Ever since news had first leaked out about the negotiations with Barcelona, the arrival of Maradona had been looked forward to with a reverence and sense of expectancy usually reserved for second comings. Naples has lived much of its history amidst subjugation and disaster, its rebellious leanings suppressed by a richer, more powerful North, and its closeness to death symbolized by the volcano of Vesuvius, and the remains of its last great earthquake. In the city no pastime was more passionately followed than football. And yet Naples’ football club, Napoli, had constantly lost out to the big clubs of Seria A centred on central and northern Italy, never winning a league championship, let alone any major European title in its fifty-three-year history.
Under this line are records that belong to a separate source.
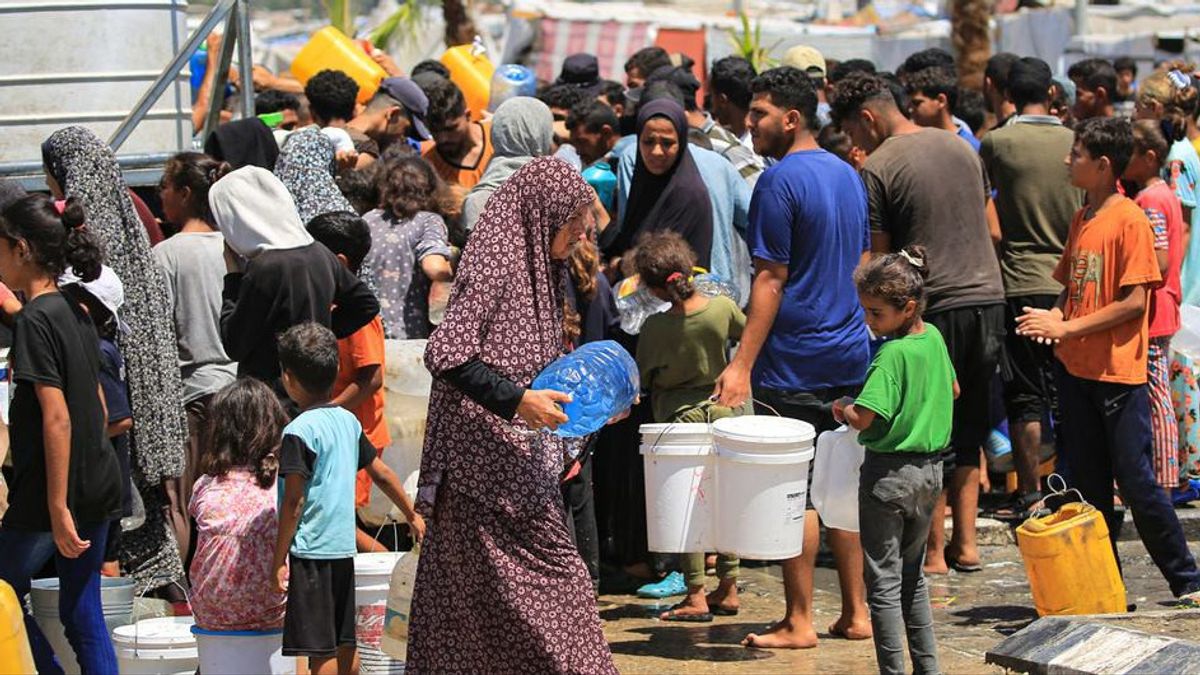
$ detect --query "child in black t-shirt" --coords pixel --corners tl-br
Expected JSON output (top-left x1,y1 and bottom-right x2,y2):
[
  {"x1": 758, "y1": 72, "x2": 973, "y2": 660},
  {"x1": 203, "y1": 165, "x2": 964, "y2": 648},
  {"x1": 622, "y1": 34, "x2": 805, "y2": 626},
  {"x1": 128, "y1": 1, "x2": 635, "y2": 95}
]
[{"x1": 59, "y1": 265, "x2": 133, "y2": 577}]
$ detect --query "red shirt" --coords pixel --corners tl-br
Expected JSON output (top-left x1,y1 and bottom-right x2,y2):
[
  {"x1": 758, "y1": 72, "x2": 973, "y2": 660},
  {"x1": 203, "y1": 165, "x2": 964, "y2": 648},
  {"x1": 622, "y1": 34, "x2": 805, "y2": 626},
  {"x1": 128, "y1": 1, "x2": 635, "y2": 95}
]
[{"x1": 1134, "y1": 183, "x2": 1183, "y2": 338}]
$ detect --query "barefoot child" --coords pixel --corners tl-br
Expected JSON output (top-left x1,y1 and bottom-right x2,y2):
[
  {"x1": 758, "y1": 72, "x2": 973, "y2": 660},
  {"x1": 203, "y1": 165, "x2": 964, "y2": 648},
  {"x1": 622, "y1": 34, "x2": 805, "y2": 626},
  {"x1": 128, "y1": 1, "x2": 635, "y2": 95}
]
[
  {"x1": 834, "y1": 245, "x2": 958, "y2": 674},
  {"x1": 187, "y1": 377, "x2": 287, "y2": 631},
  {"x1": 635, "y1": 232, "x2": 746, "y2": 622},
  {"x1": 271, "y1": 323, "x2": 425, "y2": 675},
  {"x1": 1122, "y1": 120, "x2": 1187, "y2": 492}
]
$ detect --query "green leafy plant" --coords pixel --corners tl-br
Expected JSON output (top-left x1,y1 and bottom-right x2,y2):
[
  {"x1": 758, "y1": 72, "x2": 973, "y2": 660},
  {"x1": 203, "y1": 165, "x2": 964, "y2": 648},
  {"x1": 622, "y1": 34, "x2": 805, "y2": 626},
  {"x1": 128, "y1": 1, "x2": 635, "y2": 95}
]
[{"x1": 727, "y1": 12, "x2": 780, "y2": 72}]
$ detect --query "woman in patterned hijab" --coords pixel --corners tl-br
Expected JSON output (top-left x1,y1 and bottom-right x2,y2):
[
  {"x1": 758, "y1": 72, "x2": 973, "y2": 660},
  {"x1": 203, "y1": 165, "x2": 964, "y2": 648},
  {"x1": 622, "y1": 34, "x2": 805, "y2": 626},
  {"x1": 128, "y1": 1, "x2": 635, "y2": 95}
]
[
  {"x1": 407, "y1": 157, "x2": 616, "y2": 674},
  {"x1": 42, "y1": 126, "x2": 188, "y2": 589},
  {"x1": 275, "y1": 126, "x2": 358, "y2": 225}
]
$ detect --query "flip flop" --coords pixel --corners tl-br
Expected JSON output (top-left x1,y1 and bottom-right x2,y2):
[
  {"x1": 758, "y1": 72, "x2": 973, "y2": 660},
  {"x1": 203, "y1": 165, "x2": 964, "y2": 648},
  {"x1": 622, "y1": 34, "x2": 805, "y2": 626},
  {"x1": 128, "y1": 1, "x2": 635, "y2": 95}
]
[
  {"x1": 660, "y1": 609, "x2": 713, "y2": 623},
  {"x1": 942, "y1": 546, "x2": 983, "y2": 574}
]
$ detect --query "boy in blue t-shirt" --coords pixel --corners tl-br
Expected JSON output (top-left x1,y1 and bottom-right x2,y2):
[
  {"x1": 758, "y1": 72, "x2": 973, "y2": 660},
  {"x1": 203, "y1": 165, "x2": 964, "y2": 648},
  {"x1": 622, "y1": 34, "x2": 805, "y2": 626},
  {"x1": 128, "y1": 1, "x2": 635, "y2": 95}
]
[{"x1": 271, "y1": 323, "x2": 425, "y2": 674}]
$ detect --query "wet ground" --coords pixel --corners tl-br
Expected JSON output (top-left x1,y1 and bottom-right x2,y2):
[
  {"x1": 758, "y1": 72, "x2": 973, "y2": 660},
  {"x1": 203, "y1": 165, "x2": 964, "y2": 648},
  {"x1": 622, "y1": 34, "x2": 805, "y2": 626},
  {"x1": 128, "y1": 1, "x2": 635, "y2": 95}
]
[{"x1": 600, "y1": 538, "x2": 1200, "y2": 674}]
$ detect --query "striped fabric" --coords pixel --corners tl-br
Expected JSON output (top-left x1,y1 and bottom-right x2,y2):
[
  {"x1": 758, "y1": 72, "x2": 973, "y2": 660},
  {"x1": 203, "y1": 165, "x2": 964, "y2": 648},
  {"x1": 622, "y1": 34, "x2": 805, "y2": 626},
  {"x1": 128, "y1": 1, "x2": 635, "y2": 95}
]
[
  {"x1": 1146, "y1": 338, "x2": 1180, "y2": 489},
  {"x1": 536, "y1": 18, "x2": 654, "y2": 82}
]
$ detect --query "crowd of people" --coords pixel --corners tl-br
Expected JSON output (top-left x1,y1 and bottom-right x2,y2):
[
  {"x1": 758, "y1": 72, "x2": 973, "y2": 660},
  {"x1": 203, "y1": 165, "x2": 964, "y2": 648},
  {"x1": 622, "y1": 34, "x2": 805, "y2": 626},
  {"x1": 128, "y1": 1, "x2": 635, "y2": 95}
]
[{"x1": 0, "y1": 35, "x2": 1200, "y2": 673}]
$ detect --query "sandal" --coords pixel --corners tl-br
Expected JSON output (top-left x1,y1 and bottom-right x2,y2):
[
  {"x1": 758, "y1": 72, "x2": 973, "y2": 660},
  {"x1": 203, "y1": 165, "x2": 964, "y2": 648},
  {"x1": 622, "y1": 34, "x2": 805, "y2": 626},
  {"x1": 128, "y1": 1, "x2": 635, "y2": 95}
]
[{"x1": 988, "y1": 491, "x2": 1043, "y2": 522}]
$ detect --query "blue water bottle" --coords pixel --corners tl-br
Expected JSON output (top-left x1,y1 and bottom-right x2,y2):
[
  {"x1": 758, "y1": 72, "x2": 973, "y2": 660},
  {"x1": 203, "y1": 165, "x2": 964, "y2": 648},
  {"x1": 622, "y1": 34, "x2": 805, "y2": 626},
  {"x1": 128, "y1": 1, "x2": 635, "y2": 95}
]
[
  {"x1": 583, "y1": 160, "x2": 617, "y2": 214},
  {"x1": 529, "y1": 340, "x2": 641, "y2": 438},
  {"x1": 487, "y1": 64, "x2": 538, "y2": 113}
]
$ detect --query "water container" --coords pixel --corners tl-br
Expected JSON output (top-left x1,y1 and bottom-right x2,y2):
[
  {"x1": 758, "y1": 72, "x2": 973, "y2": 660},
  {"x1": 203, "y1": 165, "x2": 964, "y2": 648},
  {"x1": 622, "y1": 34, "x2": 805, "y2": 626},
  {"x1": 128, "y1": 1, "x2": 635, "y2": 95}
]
[
  {"x1": 713, "y1": 414, "x2": 816, "y2": 560},
  {"x1": 0, "y1": 581, "x2": 35, "y2": 673},
  {"x1": 583, "y1": 161, "x2": 617, "y2": 213},
  {"x1": 487, "y1": 64, "x2": 538, "y2": 113},
  {"x1": 612, "y1": 274, "x2": 671, "y2": 335},
  {"x1": 809, "y1": 426, "x2": 866, "y2": 532},
  {"x1": 641, "y1": 424, "x2": 716, "y2": 554},
  {"x1": 31, "y1": 577, "x2": 136, "y2": 673},
  {"x1": 358, "y1": 340, "x2": 433, "y2": 527},
  {"x1": 113, "y1": 616, "x2": 200, "y2": 675},
  {"x1": 442, "y1": 37, "x2": 496, "y2": 120},
  {"x1": 192, "y1": 626, "x2": 296, "y2": 675},
  {"x1": 529, "y1": 340, "x2": 641, "y2": 437},
  {"x1": 354, "y1": 552, "x2": 408, "y2": 674},
  {"x1": 292, "y1": 25, "x2": 388, "y2": 103},
  {"x1": 1016, "y1": 502, "x2": 1126, "y2": 616},
  {"x1": 379, "y1": 545, "x2": 421, "y2": 661}
]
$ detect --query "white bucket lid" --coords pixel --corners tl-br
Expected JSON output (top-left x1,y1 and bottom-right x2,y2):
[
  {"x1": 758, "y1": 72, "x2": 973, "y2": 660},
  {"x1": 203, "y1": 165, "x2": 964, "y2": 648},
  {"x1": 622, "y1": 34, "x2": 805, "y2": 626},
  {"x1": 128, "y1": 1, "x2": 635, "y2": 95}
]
[
  {"x1": 354, "y1": 551, "x2": 404, "y2": 577},
  {"x1": 713, "y1": 414, "x2": 817, "y2": 446},
  {"x1": 113, "y1": 616, "x2": 196, "y2": 650}
]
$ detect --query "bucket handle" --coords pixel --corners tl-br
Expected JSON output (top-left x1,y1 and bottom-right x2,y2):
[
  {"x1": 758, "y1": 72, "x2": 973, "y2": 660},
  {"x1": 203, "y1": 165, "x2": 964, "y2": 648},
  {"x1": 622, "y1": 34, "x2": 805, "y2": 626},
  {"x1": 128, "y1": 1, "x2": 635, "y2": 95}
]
[
  {"x1": 653, "y1": 396, "x2": 784, "y2": 448},
  {"x1": 133, "y1": 577, "x2": 192, "y2": 656}
]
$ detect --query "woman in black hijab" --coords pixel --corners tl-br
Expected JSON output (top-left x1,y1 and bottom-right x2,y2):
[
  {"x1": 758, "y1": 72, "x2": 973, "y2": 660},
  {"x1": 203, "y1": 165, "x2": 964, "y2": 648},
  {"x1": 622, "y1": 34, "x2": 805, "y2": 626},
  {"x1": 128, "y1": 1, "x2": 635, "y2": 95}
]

The only trophy that sat in the Napoli boardroom was for an unprestigious tournament, since discontinued, called the Cup of the Alps.

The city of Naples was football and much else. It was Babylon-by-the-Bay, as much pagan as it was mystical, a huge melting pot of humanity where anything and everything was expected to happen. Maradona was flying into a city where people spent as much time working out the astrological meaning of numbers in dreams as they did on the pools, and where devils and harlequins stared from shop windows. But Naples was also the city of San Genaro, the martyred bishop whose freshly spilled blood, bottled by a devout spectator more than 1,700 years ago, still continued to liquefy and froth in its silver reliquary twice a year. Devotion to the local saint had until 1984 been equalled only by adoration of the local Madonna, whose small statue surrounded by candles reproduced itself across the poor quarters of the city.

But with the arrival of Maradona the Neapolitans acquired a third object of veneration. No matter that the footballer’s career had so far been far from faultless, that he had yet to prove himself in a World Cup, or that he had left the majority of Cataláns disillusioned with the manner of his departure.